Over the past two decades, Julia Stoops has forged a multi-faceted career in Portland, founding a design studio, teaching art, writing fiction and showing her paintings at various venues around the city. Her resume includes an international background (New Zealand, Australia, Japan) and academic degrees in philosophy and linguistics as well as in art. Forty-six new paintings (all 2014) made up her first exhibition at Upfor, charging the gallery with eye-popping color.
In these pictures, each 16 by 12 inches, Stoops conjures galaxies of flying orbs, rings, saucers and enigmatic vessels.

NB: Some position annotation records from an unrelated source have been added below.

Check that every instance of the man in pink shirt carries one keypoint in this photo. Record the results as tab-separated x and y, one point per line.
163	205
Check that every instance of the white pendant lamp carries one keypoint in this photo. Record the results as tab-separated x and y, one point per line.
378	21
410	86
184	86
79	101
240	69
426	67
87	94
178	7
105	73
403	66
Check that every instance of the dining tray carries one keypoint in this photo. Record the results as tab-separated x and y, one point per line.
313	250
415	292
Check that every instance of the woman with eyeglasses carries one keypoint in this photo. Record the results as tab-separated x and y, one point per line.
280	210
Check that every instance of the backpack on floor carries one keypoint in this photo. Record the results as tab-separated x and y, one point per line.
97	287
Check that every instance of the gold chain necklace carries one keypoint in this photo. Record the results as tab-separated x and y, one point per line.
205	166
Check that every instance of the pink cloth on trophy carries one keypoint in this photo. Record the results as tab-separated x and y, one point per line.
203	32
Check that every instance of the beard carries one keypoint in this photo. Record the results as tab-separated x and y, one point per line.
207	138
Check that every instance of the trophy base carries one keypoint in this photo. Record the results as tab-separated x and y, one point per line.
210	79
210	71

Abstract passages of apparently spontaneous brushstrokes and splashes coexist with illusionistically rendered motifs, some of them computer-generated, to create a heterogeneous universe alive with engaging pictorial incident. Skeins of drizzled white or pale-blue acrylic paint suggest planetary orbits or the trails of vanished comets, while warped grids and floating spheres, diagrammed by longitude and latitude lines, map a visionary space-time continuum. Helixes, vortices and torrents of colored dots animate the cosmos Stoops creates.

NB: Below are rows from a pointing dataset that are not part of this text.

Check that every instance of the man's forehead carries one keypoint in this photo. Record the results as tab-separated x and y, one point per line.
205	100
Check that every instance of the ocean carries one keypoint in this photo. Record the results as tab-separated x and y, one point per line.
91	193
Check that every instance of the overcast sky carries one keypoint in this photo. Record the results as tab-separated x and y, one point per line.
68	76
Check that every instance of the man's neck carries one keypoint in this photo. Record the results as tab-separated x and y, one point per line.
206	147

These are richly layered compositions, generated with mixed mediums on paper mounted on board. At a gallery talk, the artist described her pleasure in using inks extracted from discontinued printer cartridges and repurposed papers she calls “starts”—sheets previously taped down to protect her work surface. Already decorated with casual brush-wipes, spills and occasional pen notations, the starts give rise to intriguing palimpsests of information. The blank page, notorious intimidator of artists and writers, is vitiated in this process, which preserves evidence, barely discernible in the finished paintings, of distracted moments in the studio: a column of addition, e-mail addresses jotted down in haste, a note-to-self about a local curator and catalogue. It is an effective structural strategy for Stoops, who superimposes on this random, quotidian foundation her fantastical scenes requiring imaginative invention and control.

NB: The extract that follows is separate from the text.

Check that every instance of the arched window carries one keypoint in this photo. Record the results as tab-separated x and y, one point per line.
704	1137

Titles like Wayfarer, Locomotion and Traveling Quatrefoil with Aura underscore the sense of a journey, established by the reappearances, in several paintings, of certain objects that might be space probes. The recurring red orb with rolling-pin-like handles and the quatrefoil-type form comprised of two intersecting disks read as protagonists on an exploratory adventure. In Pleiades, the quatrefoil sails past the eponymous star cluster, seven gray spheres with white halos radiating liquid pink; elsewhere the intrepid four-lobed voyager eludes exploding raspberry-colored asteroids and olive-green tori tumbling through space.
By hanging the paintings in a single row around all four walls of the gallery, Stoops encouraged the perambulating viewer to identify with her cosmic pilgrims. She titled her exhibition “46 Views,” conjuring other episodic visual travelogues such as Hokusai’s series “Thirty-Six Views of Mount Fuji” in the 19th century or Ed Ruscha’s Twentysix Gasoline Stations in the 20th. In this case, the trip is purely metaphorical. Fraught with potential collisions, strange encounters and lost coordinates, it represents, I think, an intrapsychic journey heralding untold discoveries.